Surprisingly, the global top 20 includes several small-to-mid-sized second-tier anglophone cities like Seattle, Denver, Brisbane, and Manchester, with Paris being the notable non-anglophone city.

Real estate transparency in Nigeria is lacking due to the activity of quacks and fraudsters parading as real estate agents in the urban centres.

These unscrupulous individuals have been using the low digitalisation in real estate operations to perpetuate their criminal acts.

Stakeholders such as Real Estate Developers of Nigeria, the Nigerian Institution of Estate Surveyors and Valuers, and others, would do the sector plenty of good by encouraging registered companies to adopt new technologies that are digitalising their operations.

Apart from efficiency, digitalisation would ensure the security of digital documents through the deployment of blockchain technology.
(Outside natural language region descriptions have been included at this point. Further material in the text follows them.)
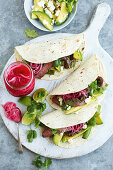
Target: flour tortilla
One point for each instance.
(80, 79)
(45, 52)
(58, 119)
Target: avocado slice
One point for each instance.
(66, 138)
(99, 120)
(57, 138)
(45, 19)
(36, 8)
(78, 55)
(74, 109)
(63, 15)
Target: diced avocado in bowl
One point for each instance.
(36, 7)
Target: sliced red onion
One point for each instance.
(74, 95)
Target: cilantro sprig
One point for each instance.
(31, 134)
(40, 164)
(92, 121)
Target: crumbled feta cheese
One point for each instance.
(48, 12)
(61, 134)
(57, 13)
(69, 108)
(51, 6)
(85, 126)
(61, 68)
(41, 3)
(45, 22)
(70, 141)
(88, 100)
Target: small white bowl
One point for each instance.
(28, 8)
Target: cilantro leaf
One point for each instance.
(26, 100)
(41, 94)
(39, 163)
(31, 33)
(31, 134)
(54, 131)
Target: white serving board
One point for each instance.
(42, 146)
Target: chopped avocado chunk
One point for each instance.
(63, 15)
(66, 138)
(57, 138)
(45, 19)
(99, 120)
(78, 55)
(40, 95)
(86, 133)
(74, 109)
(36, 8)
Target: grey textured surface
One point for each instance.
(13, 22)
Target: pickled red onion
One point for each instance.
(75, 128)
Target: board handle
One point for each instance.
(100, 15)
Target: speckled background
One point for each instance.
(13, 22)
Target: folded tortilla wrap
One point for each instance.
(58, 119)
(80, 79)
(48, 51)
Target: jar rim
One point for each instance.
(15, 63)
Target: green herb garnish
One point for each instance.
(60, 100)
(31, 134)
(39, 164)
(73, 64)
(31, 33)
(51, 72)
(57, 63)
(26, 100)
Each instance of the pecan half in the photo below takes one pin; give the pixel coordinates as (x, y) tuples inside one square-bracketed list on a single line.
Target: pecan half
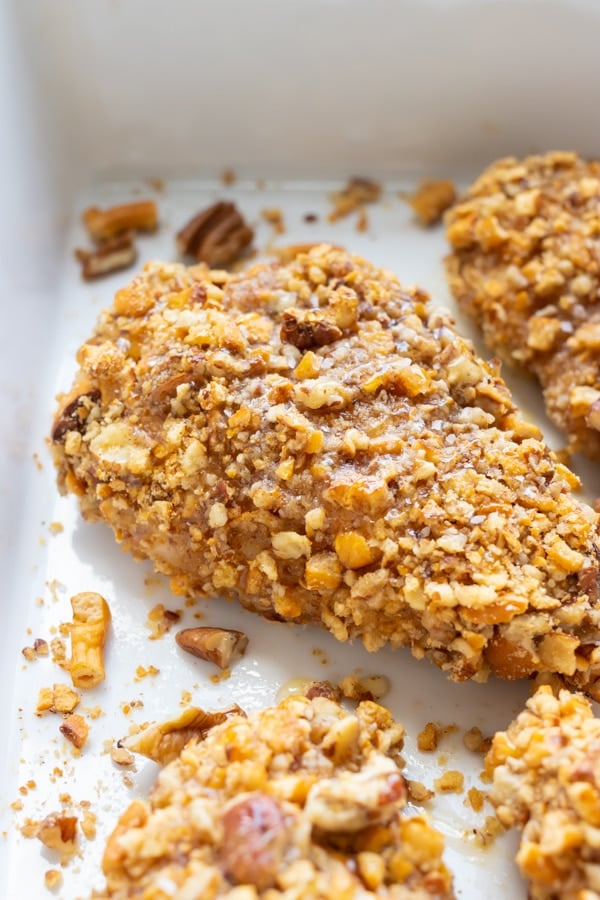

This will minimise the incident of forged/fake documents used to defraud clients’ and landowners, thereby safeguarding the interest of stakeholders across the sector.

The National Information Technology Development Agency (NITDA) should engage with real estate professional groups, public and private stakeholders to streamline innovative solutions that can be safely deployed to ensure transparency.

With the guidance and support of NITDA, tech developers and innovators would be empowered to give priority attention to the creation of innovative digital solutions for the emergence of more proptech startups in the country’s real estate industry.

In the long run, digital transformation of the property industry would promote engagement between PropTech and property businesses, while also providing opportunities to network with property professionals and technology investors.